この本では、Microsoft Office や Outlook などの一般的な生産性アプリケーションで ASR に対処する方法について詳しく説明しています。 次の第 3 章の抜粋では、Microsoft Defender for Endpoint ASR ルールを使用して、生産性向上アプリによる実行可能コンテンツや子プロセスの作成などの特定のアクションの実行をブロックする方法について説明しています。
詳細については、第 3 章の PDF をダウンロードしてください。 また、Huijbregts 氏、Anich 氏、Graves 氏へのインタビューもぜひお読みください。セキュリティ体制管理のための Microsoft Defender for Endpoint の使用について説明しています。
これらのルールは、生産性アプリケーションを悪用しようとする動作や攻撃をブロックするために使用されます。
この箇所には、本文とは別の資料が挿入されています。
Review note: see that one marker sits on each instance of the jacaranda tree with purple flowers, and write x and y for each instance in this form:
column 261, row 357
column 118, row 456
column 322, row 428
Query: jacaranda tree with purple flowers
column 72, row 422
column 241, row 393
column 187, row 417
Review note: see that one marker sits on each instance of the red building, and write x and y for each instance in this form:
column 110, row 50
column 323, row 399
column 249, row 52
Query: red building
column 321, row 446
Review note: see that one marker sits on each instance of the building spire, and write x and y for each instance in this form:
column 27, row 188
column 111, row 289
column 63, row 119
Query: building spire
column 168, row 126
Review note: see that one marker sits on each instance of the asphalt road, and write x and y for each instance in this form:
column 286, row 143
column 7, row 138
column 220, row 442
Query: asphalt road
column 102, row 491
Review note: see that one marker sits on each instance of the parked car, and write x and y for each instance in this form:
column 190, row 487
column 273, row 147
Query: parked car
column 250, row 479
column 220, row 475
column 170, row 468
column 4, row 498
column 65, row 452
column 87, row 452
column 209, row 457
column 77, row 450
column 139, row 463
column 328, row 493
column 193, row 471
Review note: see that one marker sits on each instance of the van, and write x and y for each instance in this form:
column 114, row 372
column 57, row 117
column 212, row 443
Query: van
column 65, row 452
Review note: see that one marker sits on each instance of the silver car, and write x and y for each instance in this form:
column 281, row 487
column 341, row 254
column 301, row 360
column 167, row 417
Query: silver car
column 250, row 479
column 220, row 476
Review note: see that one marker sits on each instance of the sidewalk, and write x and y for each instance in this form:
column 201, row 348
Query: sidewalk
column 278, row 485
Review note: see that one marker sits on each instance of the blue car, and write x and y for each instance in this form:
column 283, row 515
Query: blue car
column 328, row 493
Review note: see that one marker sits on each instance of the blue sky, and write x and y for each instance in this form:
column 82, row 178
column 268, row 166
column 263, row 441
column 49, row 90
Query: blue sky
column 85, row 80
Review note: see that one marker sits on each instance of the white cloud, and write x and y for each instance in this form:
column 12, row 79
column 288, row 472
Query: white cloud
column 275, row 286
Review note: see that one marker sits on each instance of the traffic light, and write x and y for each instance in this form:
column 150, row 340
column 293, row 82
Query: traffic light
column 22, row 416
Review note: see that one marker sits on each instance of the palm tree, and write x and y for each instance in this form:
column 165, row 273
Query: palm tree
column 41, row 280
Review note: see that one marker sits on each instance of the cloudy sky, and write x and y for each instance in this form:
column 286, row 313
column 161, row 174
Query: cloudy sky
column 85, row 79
Office プロセスの脆弱性の悪用、または Office アプリケーションの機能の悪用を伴う攻撃では、一般的な一連の段階の 1 つは、影響を受けるデバイス上で悪意のあるファイルをドロップして実行することです。 ここで、攻撃者はデバイスへの侵入に成功し、この時点から任意の数の悪意のあるアクティビティを実行できるようになります。
このルールにより、Office アプリケーション、Word、Excel、PowerPoint、OneNote が実行可能コンテンツをディスク上にドロップすることが防止されます。 そうすることで、このルールは、攻撃者がマシンにアクセスして足場を得ようとする重要な段階で攻撃をブロックすることを目的としています。
Windows 実行可能ファイル、つまり、Portable Executable (PE) ファイルの場合、ルールは信頼できないファイルや署名されていないファイルのディスクへの書き込みのみをブロックします。 これにより、意図された使用例の一部がブロックされるのを防ぎます。 ただし、スクリプト ファイルは信頼性や友好度のステータスを検証せずに完全にブロックされます。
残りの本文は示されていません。